Major property deals between the NHS and private firms to unlock capital funds worth £5.7bn “at speed” could be signed off within weeks after being hit by delays.

Named Project Phoenix, six public/private partnerships will be created to help the NHS dispose of assets that are no longer required or fit for purpose.


Sir Robert Naylor said £5.7bn could be rasied if trusts maximised the value of land and buildings

Plans drawn up by Community Health Partnerships were submitted to the Department of Health shortly before Easter. Approval of the business case was delayed by the general election in June and the fallout after the vote resulted in a hung Parliament.

Approval was also held up by the DH having to replace junior ministers who lost their seats, with Jackie Doyle-Price and Steve Brine appointed under health secretary Jeremy Hunt and minister of state Philip Dunne.

Sources have told HSJ the business case is expected to be signed off by ministers shortly after Parliament returns after summer recess on 5 September.

Once DH and Treasury approval has been obtained, the PPPs will be advertised in the Official Journal of the EU in six lots worth more than £3bn covering the North East, North West, South East, South West and two in the Midlands.

While the original plan had been to advertise the partnerships over the summer, with contracts announced in the autumn, the timetable is now likely to be pushed back until the end of the year.
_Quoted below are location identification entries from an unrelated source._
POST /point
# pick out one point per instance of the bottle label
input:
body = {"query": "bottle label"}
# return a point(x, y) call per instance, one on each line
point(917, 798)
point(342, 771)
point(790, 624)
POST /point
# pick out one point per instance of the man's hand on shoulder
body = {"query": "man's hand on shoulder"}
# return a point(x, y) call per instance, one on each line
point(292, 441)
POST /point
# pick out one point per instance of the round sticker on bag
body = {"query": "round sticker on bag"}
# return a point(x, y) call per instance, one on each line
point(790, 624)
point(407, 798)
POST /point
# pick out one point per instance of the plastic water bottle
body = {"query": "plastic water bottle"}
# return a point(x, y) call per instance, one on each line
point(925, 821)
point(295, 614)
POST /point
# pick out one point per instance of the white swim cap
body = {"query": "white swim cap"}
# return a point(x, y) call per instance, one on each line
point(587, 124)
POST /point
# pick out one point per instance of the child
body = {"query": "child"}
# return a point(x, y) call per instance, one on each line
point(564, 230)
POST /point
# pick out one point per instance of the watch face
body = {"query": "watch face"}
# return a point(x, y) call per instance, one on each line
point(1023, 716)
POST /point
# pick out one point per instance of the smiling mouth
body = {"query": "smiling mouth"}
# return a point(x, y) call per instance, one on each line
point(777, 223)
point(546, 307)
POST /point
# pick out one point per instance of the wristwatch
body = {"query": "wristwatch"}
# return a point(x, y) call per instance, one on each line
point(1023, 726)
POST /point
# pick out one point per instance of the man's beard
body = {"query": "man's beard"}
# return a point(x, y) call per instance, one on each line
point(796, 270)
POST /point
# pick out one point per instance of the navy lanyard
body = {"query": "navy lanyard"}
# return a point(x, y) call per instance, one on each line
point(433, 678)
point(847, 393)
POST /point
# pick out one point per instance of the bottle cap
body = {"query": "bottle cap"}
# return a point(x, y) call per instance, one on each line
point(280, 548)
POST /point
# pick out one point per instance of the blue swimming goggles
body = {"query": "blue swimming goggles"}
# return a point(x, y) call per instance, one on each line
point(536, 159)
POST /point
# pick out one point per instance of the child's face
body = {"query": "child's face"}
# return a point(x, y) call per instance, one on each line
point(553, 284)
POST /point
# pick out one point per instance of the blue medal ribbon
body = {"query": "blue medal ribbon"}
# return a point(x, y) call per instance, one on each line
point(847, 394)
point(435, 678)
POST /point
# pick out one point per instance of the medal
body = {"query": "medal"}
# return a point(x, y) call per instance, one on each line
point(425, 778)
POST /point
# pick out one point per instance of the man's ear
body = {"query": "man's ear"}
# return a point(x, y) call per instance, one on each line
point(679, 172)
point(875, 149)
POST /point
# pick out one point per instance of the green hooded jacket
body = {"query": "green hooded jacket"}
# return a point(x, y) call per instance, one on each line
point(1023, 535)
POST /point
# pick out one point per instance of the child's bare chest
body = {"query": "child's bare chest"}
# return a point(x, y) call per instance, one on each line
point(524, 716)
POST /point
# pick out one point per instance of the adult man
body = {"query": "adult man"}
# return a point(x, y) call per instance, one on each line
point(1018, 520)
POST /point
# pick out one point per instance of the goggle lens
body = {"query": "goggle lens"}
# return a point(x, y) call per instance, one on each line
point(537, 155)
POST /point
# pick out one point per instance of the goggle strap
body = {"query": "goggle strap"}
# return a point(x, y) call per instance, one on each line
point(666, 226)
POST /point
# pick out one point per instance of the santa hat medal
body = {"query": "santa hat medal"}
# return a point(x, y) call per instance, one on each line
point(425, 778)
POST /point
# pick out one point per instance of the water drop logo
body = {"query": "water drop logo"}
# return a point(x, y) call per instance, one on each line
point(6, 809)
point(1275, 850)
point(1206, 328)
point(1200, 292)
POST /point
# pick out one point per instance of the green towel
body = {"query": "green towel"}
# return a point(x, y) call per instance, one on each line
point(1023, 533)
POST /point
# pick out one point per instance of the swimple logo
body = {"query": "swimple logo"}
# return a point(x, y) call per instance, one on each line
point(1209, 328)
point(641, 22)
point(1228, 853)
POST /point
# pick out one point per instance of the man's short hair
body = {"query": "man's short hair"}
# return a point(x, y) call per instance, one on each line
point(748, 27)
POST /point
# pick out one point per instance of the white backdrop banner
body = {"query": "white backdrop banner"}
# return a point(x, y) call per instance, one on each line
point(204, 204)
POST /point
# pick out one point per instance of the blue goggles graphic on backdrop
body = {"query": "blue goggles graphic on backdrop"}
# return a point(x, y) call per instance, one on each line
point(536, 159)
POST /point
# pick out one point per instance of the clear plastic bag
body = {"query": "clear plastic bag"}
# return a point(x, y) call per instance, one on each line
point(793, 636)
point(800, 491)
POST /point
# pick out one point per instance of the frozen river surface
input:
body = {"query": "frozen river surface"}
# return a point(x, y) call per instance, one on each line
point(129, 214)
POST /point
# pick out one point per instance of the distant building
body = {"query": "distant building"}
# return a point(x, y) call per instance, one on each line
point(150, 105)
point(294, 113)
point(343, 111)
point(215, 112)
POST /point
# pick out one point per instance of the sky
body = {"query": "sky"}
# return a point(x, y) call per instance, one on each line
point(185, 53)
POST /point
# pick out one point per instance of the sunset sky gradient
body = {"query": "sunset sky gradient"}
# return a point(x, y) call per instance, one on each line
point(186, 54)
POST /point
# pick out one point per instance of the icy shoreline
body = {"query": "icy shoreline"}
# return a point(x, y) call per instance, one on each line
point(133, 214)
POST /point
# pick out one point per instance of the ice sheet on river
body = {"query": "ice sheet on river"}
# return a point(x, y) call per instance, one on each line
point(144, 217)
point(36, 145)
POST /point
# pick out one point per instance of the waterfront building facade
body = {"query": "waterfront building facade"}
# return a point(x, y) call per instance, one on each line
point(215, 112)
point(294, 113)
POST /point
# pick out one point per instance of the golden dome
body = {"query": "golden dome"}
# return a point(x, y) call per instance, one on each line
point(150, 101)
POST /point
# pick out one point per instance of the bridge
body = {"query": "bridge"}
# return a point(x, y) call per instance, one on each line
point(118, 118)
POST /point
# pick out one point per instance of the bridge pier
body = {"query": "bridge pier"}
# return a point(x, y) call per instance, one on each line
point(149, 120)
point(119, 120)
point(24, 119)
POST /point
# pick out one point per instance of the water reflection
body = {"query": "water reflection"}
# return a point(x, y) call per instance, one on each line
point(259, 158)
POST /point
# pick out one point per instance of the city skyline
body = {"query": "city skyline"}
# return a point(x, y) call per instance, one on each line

HSJ revealed details of the plan in June as part of the government’s response to the report on NHS estates by Sir Robert Naylor, who called for “a far more commercial approach” to managing assets to release much needed funds.

Sir Robert said £5.7bn could be generated if trusts maximised the value of land and buildings before putting them on the market.

Private companies will work with the NHS to achieve the best market price for sales without the requirement of upfront public investment, with profits shared between the NHS and its private partners.

Details of the profit split have yet to be revealed.

Graham Spence, commercial director of CHP, is due to present details of the project at the King’s Fund next month, alongside Sir Robert and Simon Corben, director of estates and facilities at NHS Improvement.

The programme for the event said: “Led by Community Health Partnerships, Project Phoenix aims to provide a new public/private partnership estates model to deliver service transformation at speed.

“You’ll learn about the project and how it could provide a financially sustainable solution for local health care economies.”